Tuesday, February 26, 2008

The power of idea's

As I have mentioned in previous posts, some of us have been introducing NVC principles to North Hennepin Community College. We have created a set of meeting guidelines for committee meetings around the concept of needs. Essentially, we invite participants to identify met or unmet needs that they are currently experiencing in the beginning and end of meetings. We have hoped that this will increase connection, and that trust and respect will follow.
I have recently spoken to some colleagues who have received this very brief and informal training. Their interpretation was that it was “top-down” and that they did not trust the process. My guess is that they were in need understanding, safety, freedom and choice. At any rate, it reminded me how important it is to invite people to participate without judgment or demand.
I think that “good ideas” (i.e. ways of making the campus a better place, ways of getting people to get a long, ways of promoting peace) are met with resistance at an institutional level because of a need for choice and freedom, the freedom and choice to say no, not participate and express doubt. Often when “new initiatives” are taken on, the energy and thrust behind them leaves little room for the individual to disagree, lest they become a “downer”, “skeptic” or “negative”. Most education, training, good idea or movement has air of righteousness to it, that preferences the idea over the person. The thrust behind the movements’ argument is often: “if I can get you to do something the way I want you to, you will soon be enlightened enough to understand and accept.” All of history seems to be one convincing and profound idea after the next. Inevitably, this is always met with resistance. This is because there is a kind of tyranny of solutions and good ideas, no matter how “good”, peaceful, or democratic they are. Our enlightened knowledge, our supreme vision for the world, whatever it may be, can only be heard if those we are educating can trust that they will not be punished or judged for an unpopular opinion.
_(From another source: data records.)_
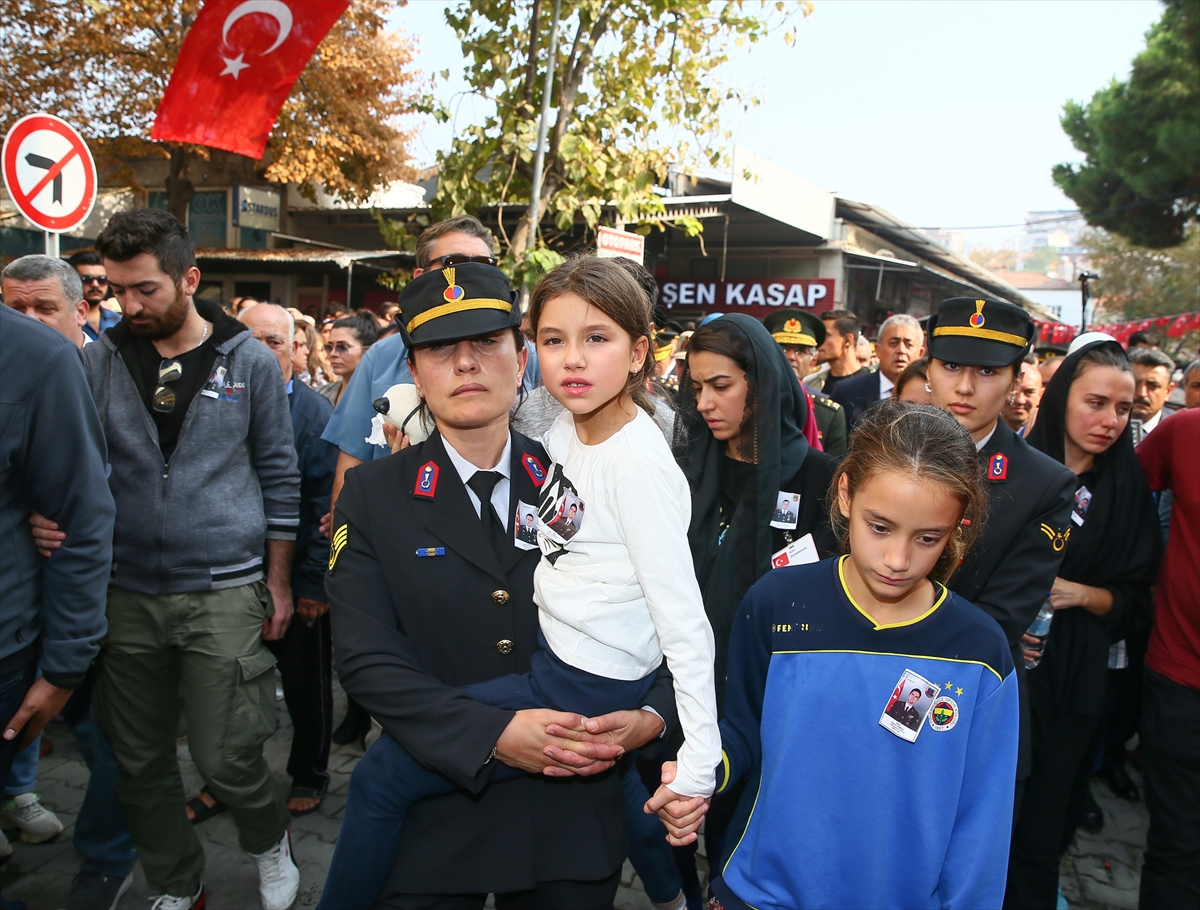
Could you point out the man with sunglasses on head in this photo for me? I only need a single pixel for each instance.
(90, 269)
(203, 471)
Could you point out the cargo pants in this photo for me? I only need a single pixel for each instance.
(207, 648)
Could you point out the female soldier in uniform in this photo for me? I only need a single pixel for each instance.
(975, 358)
(429, 592)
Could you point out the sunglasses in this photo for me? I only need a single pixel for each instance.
(445, 262)
(165, 396)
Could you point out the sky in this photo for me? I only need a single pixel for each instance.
(943, 113)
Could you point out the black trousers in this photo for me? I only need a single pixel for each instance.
(1061, 743)
(547, 896)
(306, 664)
(1170, 747)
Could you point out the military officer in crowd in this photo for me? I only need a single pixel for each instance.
(976, 347)
(429, 592)
(801, 334)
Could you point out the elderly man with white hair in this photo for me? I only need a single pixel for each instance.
(901, 341)
(49, 291)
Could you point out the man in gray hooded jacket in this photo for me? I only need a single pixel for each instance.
(205, 482)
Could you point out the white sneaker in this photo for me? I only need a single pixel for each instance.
(196, 902)
(279, 879)
(36, 822)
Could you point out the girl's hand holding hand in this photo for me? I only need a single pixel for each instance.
(681, 815)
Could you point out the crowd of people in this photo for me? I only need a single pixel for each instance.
(880, 608)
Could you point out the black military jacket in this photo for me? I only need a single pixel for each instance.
(420, 605)
(1011, 569)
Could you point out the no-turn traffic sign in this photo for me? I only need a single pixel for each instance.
(49, 172)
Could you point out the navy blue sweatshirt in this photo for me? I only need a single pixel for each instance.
(858, 798)
(52, 460)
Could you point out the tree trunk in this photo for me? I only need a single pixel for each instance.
(179, 189)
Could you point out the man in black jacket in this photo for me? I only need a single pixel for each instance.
(304, 653)
(52, 459)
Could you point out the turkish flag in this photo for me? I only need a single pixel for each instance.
(237, 67)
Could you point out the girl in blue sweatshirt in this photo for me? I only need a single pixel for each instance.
(873, 712)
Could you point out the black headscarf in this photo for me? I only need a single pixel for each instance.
(1117, 548)
(777, 421)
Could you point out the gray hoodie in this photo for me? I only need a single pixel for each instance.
(198, 522)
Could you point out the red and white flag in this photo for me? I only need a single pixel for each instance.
(237, 67)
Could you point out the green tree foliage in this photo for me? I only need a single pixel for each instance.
(1138, 282)
(1141, 138)
(103, 66)
(635, 90)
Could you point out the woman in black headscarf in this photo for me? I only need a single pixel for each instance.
(756, 485)
(1102, 593)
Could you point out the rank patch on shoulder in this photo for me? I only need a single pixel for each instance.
(945, 713)
(533, 467)
(1057, 538)
(426, 480)
(339, 542)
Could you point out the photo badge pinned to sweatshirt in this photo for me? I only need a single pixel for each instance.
(909, 706)
(787, 510)
(561, 514)
(525, 531)
(1083, 502)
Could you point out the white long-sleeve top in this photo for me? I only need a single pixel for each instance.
(624, 592)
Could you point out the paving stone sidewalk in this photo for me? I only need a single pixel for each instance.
(1099, 873)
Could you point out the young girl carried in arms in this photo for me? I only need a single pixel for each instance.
(881, 752)
(615, 587)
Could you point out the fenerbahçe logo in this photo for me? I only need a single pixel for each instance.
(945, 714)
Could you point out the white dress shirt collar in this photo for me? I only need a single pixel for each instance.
(985, 439)
(501, 491)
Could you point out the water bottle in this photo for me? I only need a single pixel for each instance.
(1039, 629)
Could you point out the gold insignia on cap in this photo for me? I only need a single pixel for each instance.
(793, 333)
(454, 293)
(335, 546)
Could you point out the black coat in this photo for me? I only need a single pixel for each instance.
(857, 395)
(409, 628)
(1011, 569)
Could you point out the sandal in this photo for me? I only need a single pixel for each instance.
(202, 810)
(305, 792)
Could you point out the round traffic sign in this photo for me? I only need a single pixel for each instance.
(49, 172)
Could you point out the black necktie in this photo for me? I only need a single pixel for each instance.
(483, 483)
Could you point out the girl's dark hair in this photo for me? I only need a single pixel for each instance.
(725, 340)
(611, 288)
(916, 370)
(927, 443)
(1103, 355)
(365, 328)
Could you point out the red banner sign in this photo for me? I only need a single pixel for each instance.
(755, 297)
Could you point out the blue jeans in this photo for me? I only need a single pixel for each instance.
(388, 780)
(13, 686)
(102, 834)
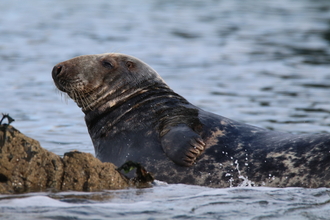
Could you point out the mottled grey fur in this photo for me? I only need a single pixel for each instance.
(131, 114)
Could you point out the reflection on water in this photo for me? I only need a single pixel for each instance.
(261, 62)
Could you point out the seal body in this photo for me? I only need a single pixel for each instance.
(131, 114)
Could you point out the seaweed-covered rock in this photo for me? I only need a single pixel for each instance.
(25, 166)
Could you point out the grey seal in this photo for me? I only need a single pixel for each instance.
(133, 115)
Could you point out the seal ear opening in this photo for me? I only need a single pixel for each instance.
(130, 65)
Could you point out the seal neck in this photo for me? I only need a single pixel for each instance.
(119, 105)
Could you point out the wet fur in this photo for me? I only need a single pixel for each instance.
(135, 119)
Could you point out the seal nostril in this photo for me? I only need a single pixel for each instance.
(57, 70)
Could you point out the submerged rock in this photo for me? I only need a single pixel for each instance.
(25, 166)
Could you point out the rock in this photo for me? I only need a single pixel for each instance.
(27, 167)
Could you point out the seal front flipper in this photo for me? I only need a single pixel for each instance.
(182, 145)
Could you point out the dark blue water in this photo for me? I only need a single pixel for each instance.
(265, 63)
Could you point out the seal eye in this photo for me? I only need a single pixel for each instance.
(107, 64)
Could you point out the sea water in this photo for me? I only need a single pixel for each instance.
(265, 63)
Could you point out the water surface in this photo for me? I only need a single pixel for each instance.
(261, 62)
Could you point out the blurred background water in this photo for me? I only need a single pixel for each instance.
(261, 62)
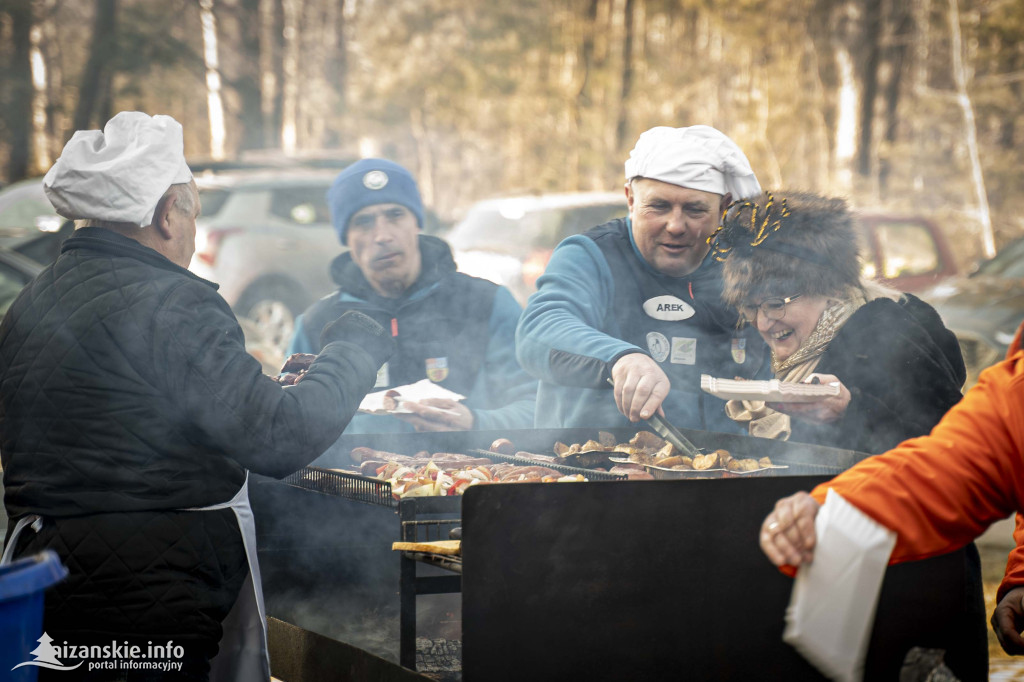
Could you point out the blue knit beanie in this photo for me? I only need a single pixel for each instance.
(368, 182)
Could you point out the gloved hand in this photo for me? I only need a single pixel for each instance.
(355, 328)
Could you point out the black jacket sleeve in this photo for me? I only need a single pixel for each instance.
(230, 407)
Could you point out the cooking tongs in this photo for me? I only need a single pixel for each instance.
(673, 435)
(670, 432)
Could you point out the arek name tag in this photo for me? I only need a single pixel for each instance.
(668, 307)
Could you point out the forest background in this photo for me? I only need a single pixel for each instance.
(906, 105)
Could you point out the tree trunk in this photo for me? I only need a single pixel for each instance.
(18, 123)
(93, 92)
(214, 105)
(623, 124)
(268, 74)
(897, 57)
(40, 104)
(290, 76)
(871, 45)
(970, 130)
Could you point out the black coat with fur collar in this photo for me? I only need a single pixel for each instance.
(903, 369)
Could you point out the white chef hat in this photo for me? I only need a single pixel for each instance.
(119, 173)
(697, 157)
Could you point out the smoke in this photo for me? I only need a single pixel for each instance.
(328, 566)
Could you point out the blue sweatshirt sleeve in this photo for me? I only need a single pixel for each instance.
(300, 342)
(504, 395)
(560, 339)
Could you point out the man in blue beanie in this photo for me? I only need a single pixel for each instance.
(457, 331)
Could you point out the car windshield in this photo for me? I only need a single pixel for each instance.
(516, 230)
(212, 201)
(1008, 263)
(19, 206)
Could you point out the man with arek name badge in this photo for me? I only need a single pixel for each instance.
(638, 300)
(456, 331)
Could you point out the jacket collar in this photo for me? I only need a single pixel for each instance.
(107, 241)
(436, 262)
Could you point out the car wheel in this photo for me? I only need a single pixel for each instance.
(272, 310)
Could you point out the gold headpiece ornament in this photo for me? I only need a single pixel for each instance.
(763, 222)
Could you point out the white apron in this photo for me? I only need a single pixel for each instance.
(243, 655)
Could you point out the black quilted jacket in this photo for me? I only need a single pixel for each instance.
(126, 394)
Actually this means that we have to change our objective from educating (no matter how enlightened, or knowledgeable we are), to connecting.
In my opinion the beauty and power of a process like NVC is that it is premised on the principle that acknowledges all perspectives and needs, regardless of their popularity. With NVC the goal is only to connect rather than to get people to do things your way. I believe that we will find that if our goal is to do anything other than connect, (i.e. To convince, to remind, to tell, to educate etc.) we will always be met with resistance, doubt and mistrust.